The Court recognizes the potential complexity of a traceability analysis, cf. 13A Charles Alan Wright & Arthur R. Miller, Federal Practice and Procedure § 3531.5 (3d ed. Sept. 2023 update), but the Court is bound by the issues and arguments as the Parties have framed them. Here, Plaintiffs' entire response to Defendants' standing argument is as follows:
Defendants argue that Plaintiffs' injury-the deprivation of the interest in the company at unjust redemption prices-is not fairly traceable to the 2022 Proposed Amendment because “Defendants had sufficient voting power to adopt a plan to redeem Plaintiffs' units” under the 2011 Company Agreement. Even if this were true, Defendants had no right to redeem Plaintiffs' interests in the company at prices that were significantly below fair market value.
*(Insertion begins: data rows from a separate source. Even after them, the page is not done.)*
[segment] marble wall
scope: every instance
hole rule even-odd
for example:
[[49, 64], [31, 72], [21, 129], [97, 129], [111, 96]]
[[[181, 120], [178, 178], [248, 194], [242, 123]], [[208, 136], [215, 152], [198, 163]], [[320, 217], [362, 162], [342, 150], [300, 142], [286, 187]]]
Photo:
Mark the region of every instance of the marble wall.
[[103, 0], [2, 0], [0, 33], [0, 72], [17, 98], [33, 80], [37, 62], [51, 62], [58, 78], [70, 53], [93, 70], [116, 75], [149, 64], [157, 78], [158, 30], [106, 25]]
This purported “right” to redeem Plaintiffs' interest in the company at below fair market value was created solely by the 2022 Proposed Amendment which modified the methodology for unit valuation from fair market value to book value. Clearly, Plaintiffs were injured by being deprived of their interest and equity in the Company at an unjust amount. Accordingly, Plaintiffs' injuries are fairly traceable to their breach of contract claim and Defendants' arguments fail here as well.[Doc. 25 at 12 (emphasis added)]. In the course of concluding that their injuries are fairly traceable to their breach of contract claim, (1) Plaintiffs identify their only injury for standing purposes as the mandatory redemption of their Class B Units at the wrong price; (2) Plaintiffs do not dispute that Defendants could have redeemed Plaintiffs' Units under the 2011 OA or that this fact is relevant; (3) Plaintiffs argue that the traceability inquiry is nonetheless satisfied because of a new Unit valuation method supposedly permitted by the 2022 OA; and (4) Plaintiffs identify the change in valuation method as favoring book value over fair market value. [Id.].
The Court accordingly need not consider Defendants' arguments about traceability in the context of the amendment concerning the Board's composition. See [Doc. 21 at 1314].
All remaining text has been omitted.